With the invention of the smartphone and “apps” came a major deflationary impact on professional services and other low value add services like bank tellers, taxi drivers, travel agents.  As artificial intelligence gains traction, this will eat into more and more professional higher value adding services such as accounting and legal services.  Wage growth in professional services in Australia, for example, is already at its lowest level on record and both the US and UK have similar trends.

4. Autonomous vehicles (“Tesla Deflation?”)  -2020s-2040s deflator

This is typically thought of in the context of autonomous passenger vehicles, but that will actually be the last transport mode impacted by autonomous vehicles due to the enormous transition challenge of having autonomous vehicles and humans driving on the same roads.  But far before that, larger autonomous transportation technologies will be implemented, reducing logistics costs by up to 70%.

The EU, Singapore and Japan are already trialling autonomous truck convoys in which the first truck is driven by a human operator but up to 12 trucks behind automatically follow that leader.  Because the braking and other signals from the lead vehicle are known to the convoy vehicles faster than the brakes of the lead vehicle can respond, they can follow at a distance of just a few feet, reducing petrol costs due to the lower drag from air resistance.  These convoy trucks still have human operators standing by in the driver’s seat, but within ten years they won’t, and in the meantime the costs due to less human error, greater fuel efficiency and less driver fatigue mean logistics costs will start falling.  Combined with autonomous drones for delivering goods from trucks, trains and even ships, the cost of home delivery will be slashed.  Amazon’s Prime service currently offers same day delivery in some US locations for $7.99.  They are proposing a $1.00 delivery charge and 30 minutes delivery time once they move to full autonomous drone delivery.  There are some significant air safety issues to overcome, but this is expected to be a reality by 2019.

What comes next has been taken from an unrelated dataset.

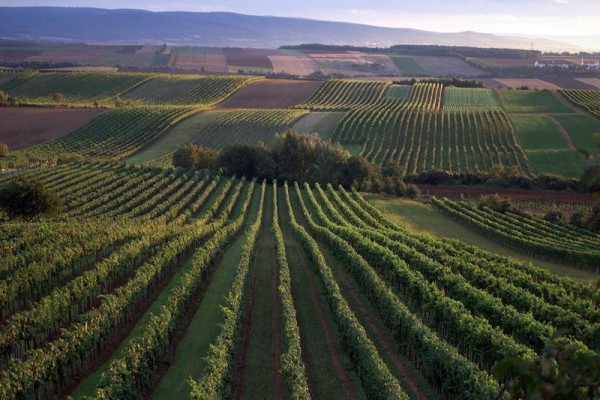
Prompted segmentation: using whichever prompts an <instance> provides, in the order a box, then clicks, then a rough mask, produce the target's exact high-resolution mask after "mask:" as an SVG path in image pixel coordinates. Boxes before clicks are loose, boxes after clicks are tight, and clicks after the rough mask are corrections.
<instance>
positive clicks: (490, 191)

When fully autonomous vehicle technology becomes reality in the 2020s, costs will fall even faster and have a dramatic impact on inflation.  For many products, logistics costs represent 20-30% of overall costs, so this represents 15-20% reduction in costs for these products, or deflation of say 1.5-2%pa over ten years. 

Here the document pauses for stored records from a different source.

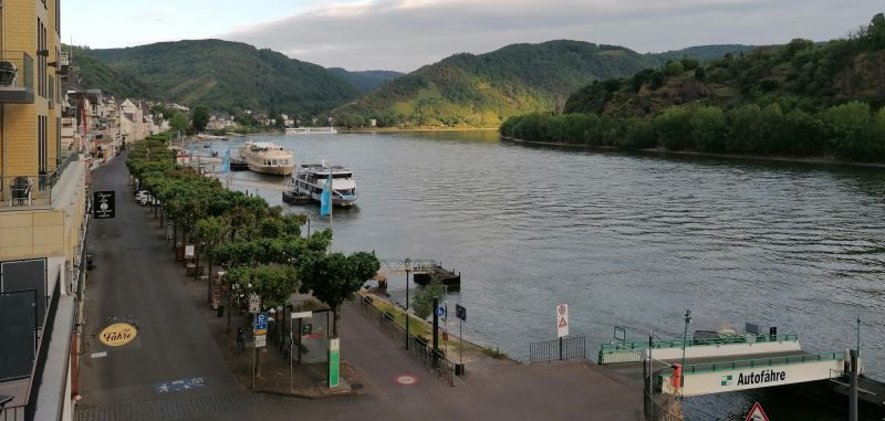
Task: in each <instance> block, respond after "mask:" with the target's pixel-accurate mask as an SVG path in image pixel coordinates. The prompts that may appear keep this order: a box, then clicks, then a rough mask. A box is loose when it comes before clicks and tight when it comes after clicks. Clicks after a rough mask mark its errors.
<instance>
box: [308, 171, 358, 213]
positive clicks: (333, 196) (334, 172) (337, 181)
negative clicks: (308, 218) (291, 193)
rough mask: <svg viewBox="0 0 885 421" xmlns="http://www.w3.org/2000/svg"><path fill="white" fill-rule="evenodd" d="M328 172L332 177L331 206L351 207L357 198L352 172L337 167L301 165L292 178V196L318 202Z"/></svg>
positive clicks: (326, 178) (326, 176)
mask: <svg viewBox="0 0 885 421" xmlns="http://www.w3.org/2000/svg"><path fill="white" fill-rule="evenodd" d="M330 172H331V175H332V204H333V205H335V206H353V202H355V201H356V199H357V197H358V196H357V192H356V180H354V179H353V171H351V170H349V169H347V168H344V167H341V166H338V165H335V166H332V167H327V166H325V165H323V164H303V165H300V166H298V171H296V173H295V177H293V178H292V194H293V195H294V196H306V197H309V198H311V199H313V200H315V201H317V202H319V201H320V198H321V197H322V194H323V187H324V186H325V185H326V182H327V180H328V179H329V174H330Z"/></svg>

When autonomous vehicles comes into full service somewhere between 2030 and 2050, it will release billions of hours of labour supply that is currently wasted in commuting time, particularly in the service industry.  Current estimates are that this release of the 250 billion hours of commuting time will add around $5.6 trillion (around 6%) to global GDP.  A lot of research has looked at the impact of the baby boomers retiring and the lack of available labour pushing up wages and therefore inflation, but this technology will create more additional labour supply than the baby boomers retirement takes away.    

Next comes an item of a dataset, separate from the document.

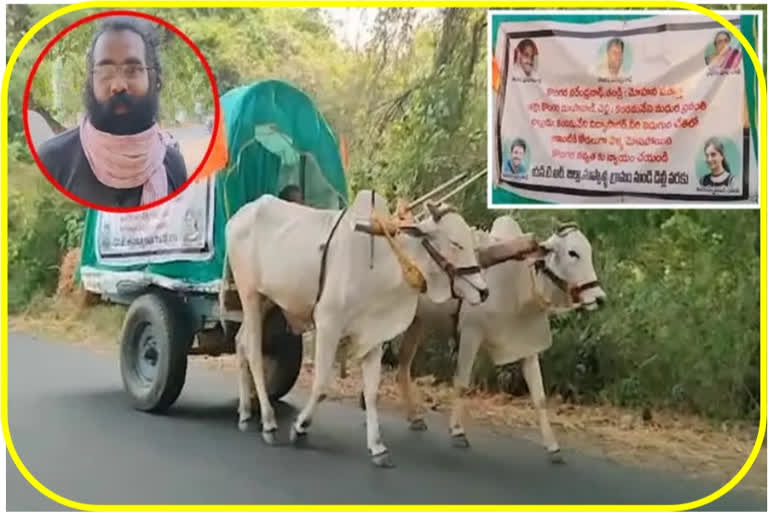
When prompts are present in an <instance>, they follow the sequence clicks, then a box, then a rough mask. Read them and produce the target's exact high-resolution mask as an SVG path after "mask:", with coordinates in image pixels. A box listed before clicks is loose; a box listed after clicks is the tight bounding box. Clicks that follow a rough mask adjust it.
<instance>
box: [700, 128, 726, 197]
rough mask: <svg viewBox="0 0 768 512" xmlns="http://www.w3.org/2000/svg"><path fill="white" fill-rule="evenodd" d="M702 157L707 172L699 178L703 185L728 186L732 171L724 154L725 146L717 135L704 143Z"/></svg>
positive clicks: (707, 140) (710, 138)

These examples don’t include artificial intelligence nor the array of endless possibilities when some of these technologies start to combine and reduce costs even further.  It is impossible to imagine at this stage what the impact will be, but it should be fairly intuitive that the digital economy will reduce costs far more often than it increases them.

The only questions for today’s investor are by how much and by when will inflation start to be materially impacted?  I believe that this has already started, and while it is just early days, the “puzzling” global inflation results coming out in recent months will become the new norm.  This will have lasting impacts on interest rates, company earnings, property yields and most other investment markets for decades to come. 

Inflation will no doubt have a few surprises for us yet and can never be assumed to be dead, but there are significant opportunities for informed investors to buy when markets make the mistake of expecting it to rise to historic norms.